Although Cairo was not a signatory to the accord, Israeli ministers on Sunday accused Egypt of violating the PA-EU deal by reopening the border.
Israel's Finance Minister Yuval Steinitz said Egypt's decision to reopen the crossing over Israel's objections showed that the Israel could not rely on other nations to protect its borders. The UN and other rights organizations have called the siege on Gaza illegal.
"This is very strong proof of why it is so important for Israel to guard our borders by ourselves to prevent the infiltration of terrorists and weapons," he said at the beginning of a weekly cabinet meeting in Jerusalem.
He said the border reopening was also proof that Israel needed to maintain control over the Jordan Valley under any peace agreement with the Palestinians, describing the 2005 border deal as "not worth the paper its written on," although it did not cover the eastern border area where the Jordan Valley edges Jordan.
Landau called the reopening a "very regrettable development."
"Agreements signed have to be respected and I wish to see the entire international community saying very clearly this abrogation of the agreement by Egypt cannot be accepted," he added.
Though Egypt was not party to the 2005 deal, former Egyptian President Hosni Mubarak and his foreign minister insisted they were obliged to comply with it.
The accord put Rafah under Egyptian and Palestinian control, with the EU observers taking up their positions at the crossing in November 2005 in a bid to prevent the free passage of weapons or personnel into the enclave.
But, seven months later, their mission was abruptly suspended following the capture by Gaza militants of Israeli soldier Gilad Shalit, prompting Israel to impose a tight blockade on the territory.

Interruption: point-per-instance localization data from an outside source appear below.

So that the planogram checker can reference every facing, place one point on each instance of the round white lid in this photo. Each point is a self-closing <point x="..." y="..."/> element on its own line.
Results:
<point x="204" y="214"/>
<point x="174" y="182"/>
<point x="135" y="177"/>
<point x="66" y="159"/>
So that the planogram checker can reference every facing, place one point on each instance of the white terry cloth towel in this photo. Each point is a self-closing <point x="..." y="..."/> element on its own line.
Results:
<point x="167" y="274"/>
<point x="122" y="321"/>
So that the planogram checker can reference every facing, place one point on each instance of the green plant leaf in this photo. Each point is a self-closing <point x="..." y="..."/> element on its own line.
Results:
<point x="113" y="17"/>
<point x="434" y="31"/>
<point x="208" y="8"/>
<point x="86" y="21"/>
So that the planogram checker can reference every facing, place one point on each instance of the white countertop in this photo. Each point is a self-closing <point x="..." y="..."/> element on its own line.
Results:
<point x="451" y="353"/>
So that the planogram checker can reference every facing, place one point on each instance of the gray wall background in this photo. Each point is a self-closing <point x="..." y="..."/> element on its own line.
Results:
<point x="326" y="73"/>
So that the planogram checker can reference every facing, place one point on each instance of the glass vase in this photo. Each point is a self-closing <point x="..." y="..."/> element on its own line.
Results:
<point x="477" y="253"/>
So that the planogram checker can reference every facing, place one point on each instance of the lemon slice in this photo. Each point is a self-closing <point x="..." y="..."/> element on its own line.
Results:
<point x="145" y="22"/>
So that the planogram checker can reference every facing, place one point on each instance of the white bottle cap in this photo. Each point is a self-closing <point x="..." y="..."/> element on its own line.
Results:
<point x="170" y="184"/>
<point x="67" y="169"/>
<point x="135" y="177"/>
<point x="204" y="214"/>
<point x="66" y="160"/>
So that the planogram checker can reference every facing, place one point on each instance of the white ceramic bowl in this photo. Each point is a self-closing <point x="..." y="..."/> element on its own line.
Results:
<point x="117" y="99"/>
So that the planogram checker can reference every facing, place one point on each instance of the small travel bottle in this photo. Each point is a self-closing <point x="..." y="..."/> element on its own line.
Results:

The crossing remained largely closed from June 2006 to June 2010, when Egypt partially opened it in the wake of an Israeli raid on a aid flotilla that was trying to reach Gaza, which killed nine Turkish activists.
For Palestinians in Gaza, Cairo's new policy means they can travel freely for the first time in four years, giving Gazans a gateway to the world.
Among the first to cross on Saturday were two ambulances ferrying patients for treatment in Egypt, as well as a minibus carrying a dozen visitors.
"I've been waiting for this for years," said 25-year-old Samah Ar-Rawagh, one of the first 200 to leave the densely populated Palestinian enclave.
"In the past, I tried twice to cross but was turned back both times," he said, adding that his plan was to get to Turkey
Jamal Nijem, 53, whose wife and daughter live in his spouse's native Egypt, was among hundreds who flocked to the border post, but he was unsure whether he would be allowed to cross.
"I came here three years ago to rejoin my family but my Egyptian residency permit had run out because of frequent closures of the crossing, and the security services barred me from going back," he said.
Aman Mahdi, 21, said she hopes her husband will be able to accompany her to Malaysia for medical treatment.
"I've been trying in vain for four months to travel. I am registered, but there have not been any concrete results due to a lack of coordination with the Egyptian authorities. I hope this time we can finally leave," she said.